Brockman is the busy New York agent who first sold life-science narrative as - along with cosmology - the new bookish rock'n'roll. He signed up a galaxy of stars (such as Dawkins and the Wisdom of the Bones pair), and made a a market for them. In the scientific community, you know when you've been Brockmaned. Late nights at the lab and meagre stipends give way to six-figure advances and prime-time schmoozing. So the science wave does owe a splash or two to hype and cash. All the same, its finest beneficiaries do deserve their fame.
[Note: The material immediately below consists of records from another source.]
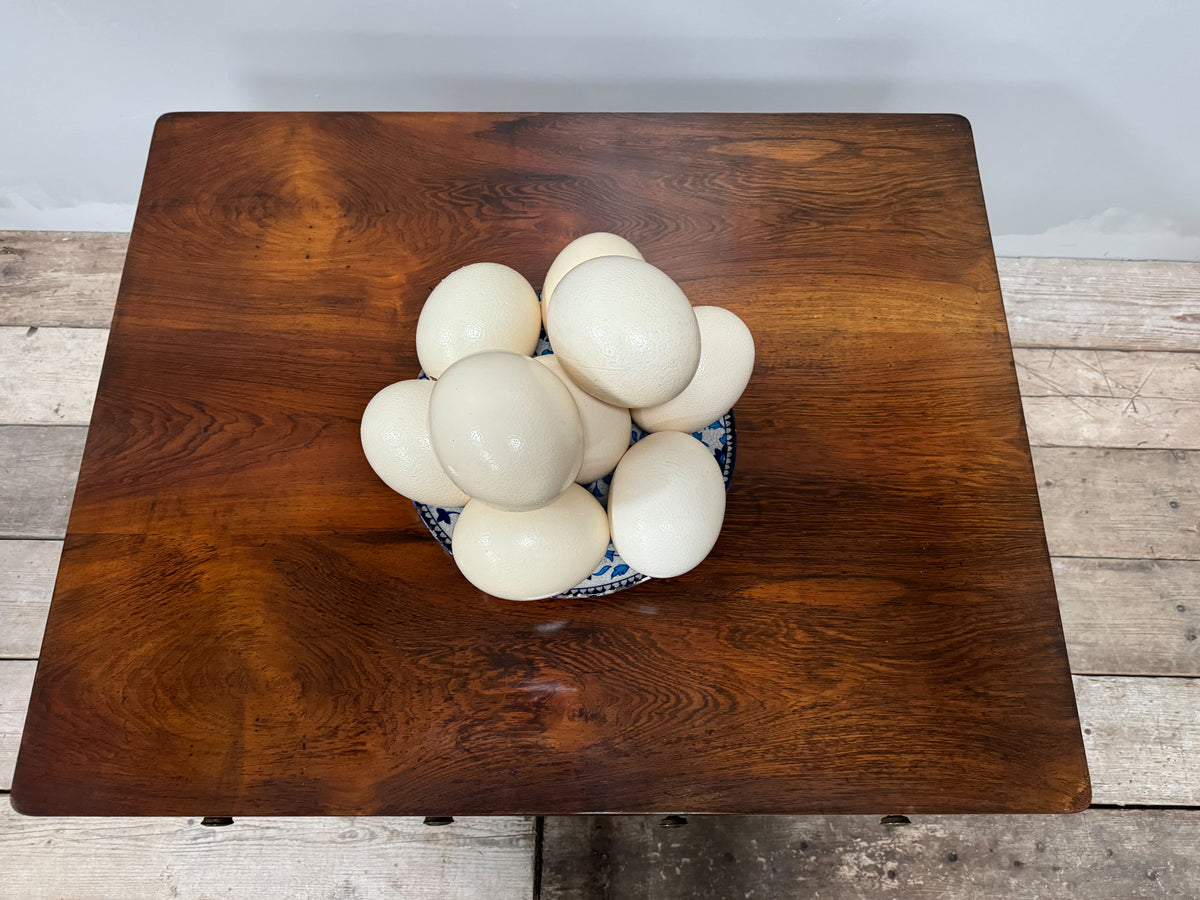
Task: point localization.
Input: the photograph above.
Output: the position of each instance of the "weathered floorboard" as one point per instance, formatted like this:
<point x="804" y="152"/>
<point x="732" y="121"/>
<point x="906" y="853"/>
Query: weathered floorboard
<point x="60" y="277"/>
<point x="263" y="858"/>
<point x="1143" y="738"/>
<point x="27" y="581"/>
<point x="1120" y="503"/>
<point x="1110" y="399"/>
<point x="16" y="682"/>
<point x="1116" y="375"/>
<point x="1131" y="616"/>
<point x="40" y="468"/>
<point x="48" y="376"/>
<point x="1097" y="855"/>
<point x="1145" y="424"/>
<point x="1102" y="304"/>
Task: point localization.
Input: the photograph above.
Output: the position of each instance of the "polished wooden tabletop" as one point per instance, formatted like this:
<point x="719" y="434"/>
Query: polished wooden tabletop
<point x="249" y="622"/>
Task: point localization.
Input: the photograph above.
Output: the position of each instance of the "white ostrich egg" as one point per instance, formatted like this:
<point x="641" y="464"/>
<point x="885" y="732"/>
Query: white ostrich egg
<point x="528" y="556"/>
<point x="666" y="504"/>
<point x="395" y="437"/>
<point x="484" y="306"/>
<point x="624" y="331"/>
<point x="589" y="246"/>
<point x="505" y="430"/>
<point x="726" y="359"/>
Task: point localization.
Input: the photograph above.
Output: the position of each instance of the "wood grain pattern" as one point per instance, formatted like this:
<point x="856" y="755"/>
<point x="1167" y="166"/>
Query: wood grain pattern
<point x="41" y="467"/>
<point x="1109" y="399"/>
<point x="1102" y="304"/>
<point x="1157" y="762"/>
<point x="1139" y="504"/>
<point x="1140" y="735"/>
<point x="289" y="640"/>
<point x="59" y="277"/>
<point x="1121" y="617"/>
<point x="1131" y="616"/>
<point x="1098" y="855"/>
<point x="268" y="858"/>
<point x="16" y="682"/>
<point x="71" y="279"/>
<point x="27" y="580"/>
<point x="49" y="375"/>
<point x="1096" y="503"/>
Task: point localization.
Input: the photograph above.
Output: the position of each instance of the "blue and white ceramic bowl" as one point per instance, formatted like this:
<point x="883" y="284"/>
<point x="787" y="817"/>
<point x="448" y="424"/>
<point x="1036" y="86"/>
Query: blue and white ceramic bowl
<point x="612" y="574"/>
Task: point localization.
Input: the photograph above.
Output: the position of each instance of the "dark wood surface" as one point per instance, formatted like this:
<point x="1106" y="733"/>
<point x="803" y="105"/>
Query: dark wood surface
<point x="247" y="621"/>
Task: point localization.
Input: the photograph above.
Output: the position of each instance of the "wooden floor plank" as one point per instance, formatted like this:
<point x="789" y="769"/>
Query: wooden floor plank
<point x="1072" y="397"/>
<point x="48" y="376"/>
<point x="1141" y="735"/>
<point x="1131" y="616"/>
<point x="264" y="858"/>
<point x="71" y="279"/>
<point x="1102" y="304"/>
<point x="1145" y="424"/>
<point x="60" y="277"/>
<point x="1143" y="739"/>
<point x="1120" y="504"/>
<point x="1116" y="375"/>
<point x="27" y="582"/>
<point x="1097" y="855"/>
<point x="1110" y="400"/>
<point x="16" y="682"/>
<point x="40" y="467"/>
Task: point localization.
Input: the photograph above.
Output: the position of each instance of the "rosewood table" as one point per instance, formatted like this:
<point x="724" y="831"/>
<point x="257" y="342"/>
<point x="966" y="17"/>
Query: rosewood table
<point x="249" y="622"/>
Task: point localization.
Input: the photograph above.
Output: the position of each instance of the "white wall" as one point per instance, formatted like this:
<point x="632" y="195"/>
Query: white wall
<point x="1086" y="114"/>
Arty sceptics should sample the essays just collected for In Search of Nature (Allen Lane, pounds 16.99) by Edward O Wilson - the author of Sociobiology himself - and ask how many cultural critics can can now hit such heights of elegance, lucidity and breadth. From his teeming anthill of beautiful ideas about the links between "wild nature" and "human nature", I shall choose just one. Wilson - a great entomologist - imagines the world from a termite's-eye view. In Will Self-ish vein, he speculates that "civilised termites ... would support cannibalism of the sick and injured, eschew personal reproduction, and make a sacrament of the exchange and consumption of faeces". He calls this termite ethic "immensely different from the human spirit". This man has clearly never visited the Groucho Club.